Da die COVID-19-Pandemie weiterhin wütet, sind Containerschiffe, die im Hafen von Los Angeles auf das Anlegen warten, im Jahr 2021 überlastet. Foto: NYT
In den rasch wachsenden amerikanischen Städten herrscht weiterhin Wohnungsmangel, der zu einem rasanten Preisanstieg geführt hat. Denn Bauunternehmer sind weiterhin nicht in der Lage, Dinge wie Elektroschalter und Wasserzähler zu beschaffen, deren Lieferung mehr als ein Jahr dauern kann.
„Die Lieferkette hält den Bau immer noch auf“, sagte Jan Ellingson, Immobilienmakler bei Keller Williams in Casa Grande, Arizona.
Phil Levy, ehemaliger Chefökonom des Schifffahrtslogistikers Flexport, meint, es wäre ein Fehler, aus der Sicht von Containerschiffen den Schluss zu ziehen, die Globalisierung an sich sei falsch.
„Warum machen wir nicht alles an einem Ort, damit wir uns keine Gedanken über den Versand machen müssen?“ er sagte „Weil es deutlich teurer wäre. Wir sparen enorme Summen, indem wir es den Unternehmen ermöglichen, Komponenten dort zu beziehen, wo sie am günstigsten sind.“
Allerdings versuchen Unternehmen zunehmend, ihre Anfälligkeit gegenüber Schwachstellen im Transportbereich und geopolitischen Veränderungen zu begrenzen. Walmart hat die Produktion von Industriegütern von China nach Mexiko verlagert.
Andere US-Einzelhändler wie Columbia Sportswear suchen nach Fabriken in Mittelamerika, während westeuropäische Unternehmen sich darauf konzentrieren, die Produktion näher an die Kunden zu verlagern und Fabriken in Osteuropa und der Türkei zu erweitern.
Angesichts dieser tektonischen Verschiebungen könnte die Katastrophe in Baltimore für den Güterverkehr eine vorübergehende oder dauerhafte Herausforderung darstellen.

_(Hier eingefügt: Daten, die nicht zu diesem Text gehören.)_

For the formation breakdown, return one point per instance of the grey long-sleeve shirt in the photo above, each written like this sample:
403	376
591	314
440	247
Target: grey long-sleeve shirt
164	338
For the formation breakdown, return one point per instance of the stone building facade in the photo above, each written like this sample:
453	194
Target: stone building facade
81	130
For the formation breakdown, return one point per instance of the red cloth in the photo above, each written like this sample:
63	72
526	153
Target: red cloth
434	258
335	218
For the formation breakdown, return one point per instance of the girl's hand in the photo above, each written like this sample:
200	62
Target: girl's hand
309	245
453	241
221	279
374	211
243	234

Bei Lieferketten können die Folgen jeder einzelnen Störung unvorhersehbar sein.
Eine Fabrik in der Nähe von Philadelphia verfügt möglicherweise über Hunderte von Rohstoffen, die zur Herstellung von Farbe benötigt werden. Doch schon eine einzige verspätete Materiallieferung – beispielsweise wenn sie auf einem Containerschiff vor der Küste Kaliforniens festsitzt oder es aufgrund einer wetterbedingten Betriebsunterbrechung in einer Fabrik am Golf von Mexiko zu einem Engpass kommt – könnte ausreichen, um die Produktion zum Erliegen zu bringen.

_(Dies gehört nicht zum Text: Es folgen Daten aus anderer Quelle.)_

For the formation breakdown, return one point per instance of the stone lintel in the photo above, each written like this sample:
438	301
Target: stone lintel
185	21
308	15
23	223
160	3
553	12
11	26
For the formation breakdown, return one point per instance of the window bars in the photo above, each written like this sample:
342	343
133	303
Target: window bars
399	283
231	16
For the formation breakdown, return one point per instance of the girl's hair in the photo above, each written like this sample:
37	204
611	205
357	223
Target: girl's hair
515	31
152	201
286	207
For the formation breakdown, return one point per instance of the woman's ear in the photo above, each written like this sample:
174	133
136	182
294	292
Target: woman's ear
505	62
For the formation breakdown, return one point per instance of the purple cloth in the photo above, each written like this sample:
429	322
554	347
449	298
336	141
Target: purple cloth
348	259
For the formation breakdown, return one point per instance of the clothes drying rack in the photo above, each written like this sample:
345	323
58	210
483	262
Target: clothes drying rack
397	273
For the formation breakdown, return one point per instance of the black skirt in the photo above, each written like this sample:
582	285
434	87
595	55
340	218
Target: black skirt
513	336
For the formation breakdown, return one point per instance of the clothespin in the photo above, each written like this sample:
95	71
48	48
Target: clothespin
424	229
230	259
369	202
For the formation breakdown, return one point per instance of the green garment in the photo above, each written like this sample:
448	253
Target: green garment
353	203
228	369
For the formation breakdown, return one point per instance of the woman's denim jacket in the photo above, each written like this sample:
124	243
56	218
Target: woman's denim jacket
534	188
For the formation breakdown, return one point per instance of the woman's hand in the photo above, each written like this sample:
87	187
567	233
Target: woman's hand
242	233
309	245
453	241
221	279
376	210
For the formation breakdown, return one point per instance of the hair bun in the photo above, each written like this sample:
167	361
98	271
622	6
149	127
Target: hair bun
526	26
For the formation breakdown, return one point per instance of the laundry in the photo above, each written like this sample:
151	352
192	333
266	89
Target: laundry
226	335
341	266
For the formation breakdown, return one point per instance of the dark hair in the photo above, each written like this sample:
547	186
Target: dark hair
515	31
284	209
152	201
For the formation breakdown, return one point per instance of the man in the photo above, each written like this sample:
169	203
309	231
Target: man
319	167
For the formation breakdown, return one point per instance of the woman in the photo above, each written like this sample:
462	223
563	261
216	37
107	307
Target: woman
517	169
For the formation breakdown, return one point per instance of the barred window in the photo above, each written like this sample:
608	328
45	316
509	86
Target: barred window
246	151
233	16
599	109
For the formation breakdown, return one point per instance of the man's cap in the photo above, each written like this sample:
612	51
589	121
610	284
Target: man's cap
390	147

Das Fehlen einer einzigen kritischen Komponente – eines Computerchips oder des Teils, aus dem er besteht – könnte Autohersteller von Südkorea bis zum Mittleren Westen der USA dazu zwingen, fertige Autos auf Parkplätzen einzufrieren, während sie auf das fehlende Teil warten.

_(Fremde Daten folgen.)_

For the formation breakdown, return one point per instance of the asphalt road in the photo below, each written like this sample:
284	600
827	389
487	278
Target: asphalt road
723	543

Irgendwo auf der Erde – vielleicht in den Vereinigten Staaten, vielleicht auf der anderen Seite des Ozeans – wartet jemand auf einen Container, der auf einem im Hafen von Baltimore vor Anker liegenden Schiff festsitzt.
Und angesichts der Fragilität der weltweiten Handelsströme könnte dieses Warten noch vertrauter werden.